Lo primero que vio fue la trinchera semicircular de varios kilómetros de largo de su bando. Al frente, una marea de guerreros parásitos avanzaba en masa. Desde arriba, parecía una mancha negra que se extendía hasta el horizonte, sin fin.
La cantidad de enemigos era enorme. Solo la primera oleada era de 2 a 3 veces el total de sus fuerzas.
Su Xiao supo que la guerra entre el bando del continente occidental y la alianza comenzaba en ese momento. Activó el efecto del título Señor de la Guerra, y una onda se expandió desde él hacia los alrededores.
Para los soldados de combate cuerpo a cuerpo, un aumento de +20 en todos los atributos reales era un efecto increíblemente poderoso. Pero para los soldados de la alianza que usaban armas de fuego, el aumento no era tan exagerado.
Sin embargo, no hay que olvidar que Señor de la Guerra tenía otro efecto: aumentar el nivel de todas las habilidades en Lv.10. Para los soldados de la alianza, eso era un beneficio bastante exagerado.
[Anuncio (Árbol del Vacío): Las características de este mundo han cambiado a Mundo de Guerra.]
[Advertencia (Árbol del Vacío): El Cazador ha cambiado las características de este mundo.

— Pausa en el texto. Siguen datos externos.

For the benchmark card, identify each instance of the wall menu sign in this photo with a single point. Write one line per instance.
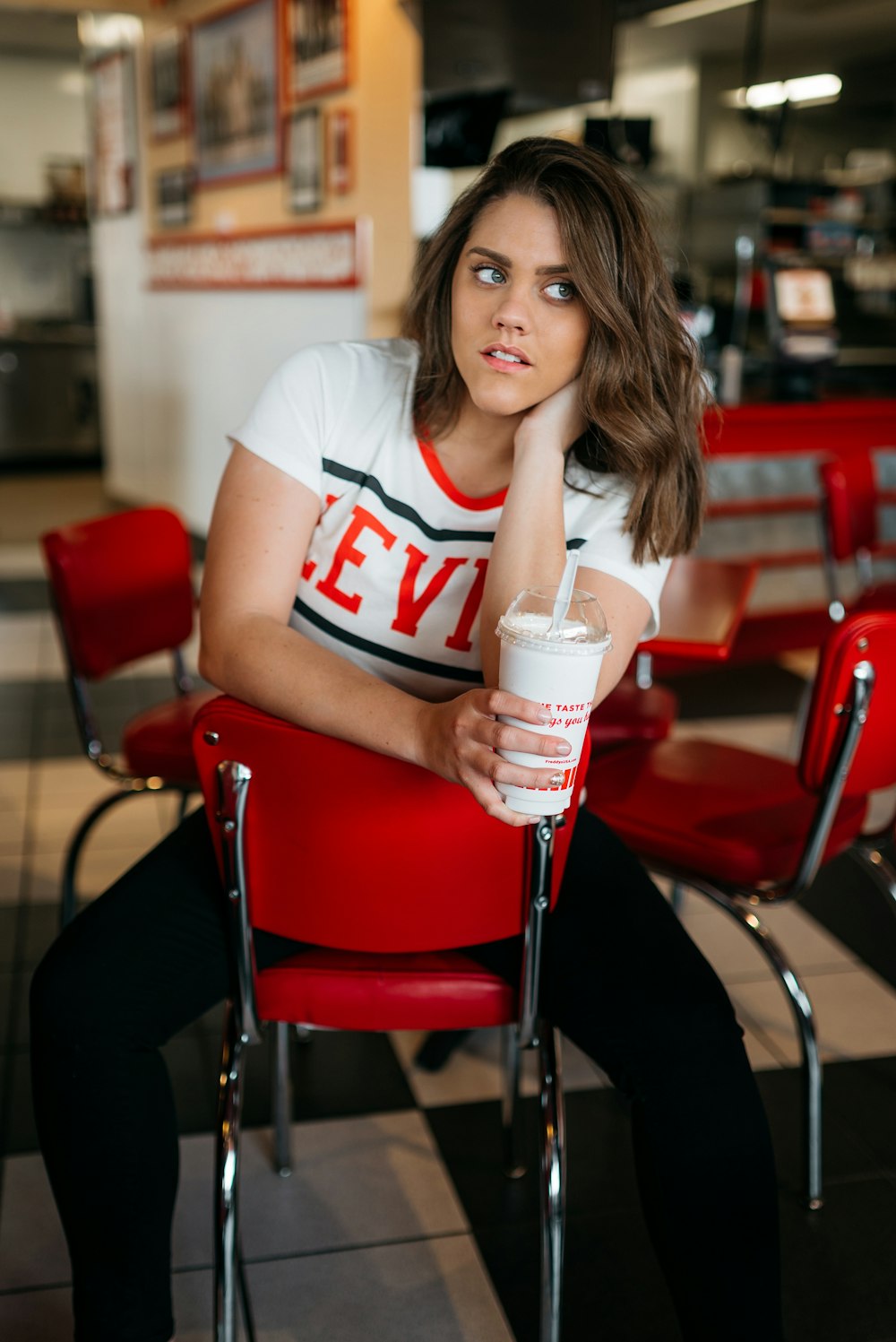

Se ha detectado que el Cazador causó una extinción racial en el Continente Original, y actualmente, la Raza Insecto Demoníaca sigue allí, siendo la soberana absoluta del Continente Original.]
[Advertencia (Árbol del Vacío): Este mundo es un Mundo Nativo Completamente Abierto, certificado por el Árbol del Vacío.]
[Verificando... Verificación completada.]
[Advertencia (Árbol del Vacío): Debido a las características de este mundo, el Cazador no puede invocar a la Raza Insecto Demoníaca en este mundo. Esta acción reduciría la población de seres vivos en más del 92% en 30 días naturales, y causaría una grave escasez de recursos. Si el Cazador insiste en invocar a la Raza Insecto Demoníaca en este mundo, recibirás un castigo de marcado.]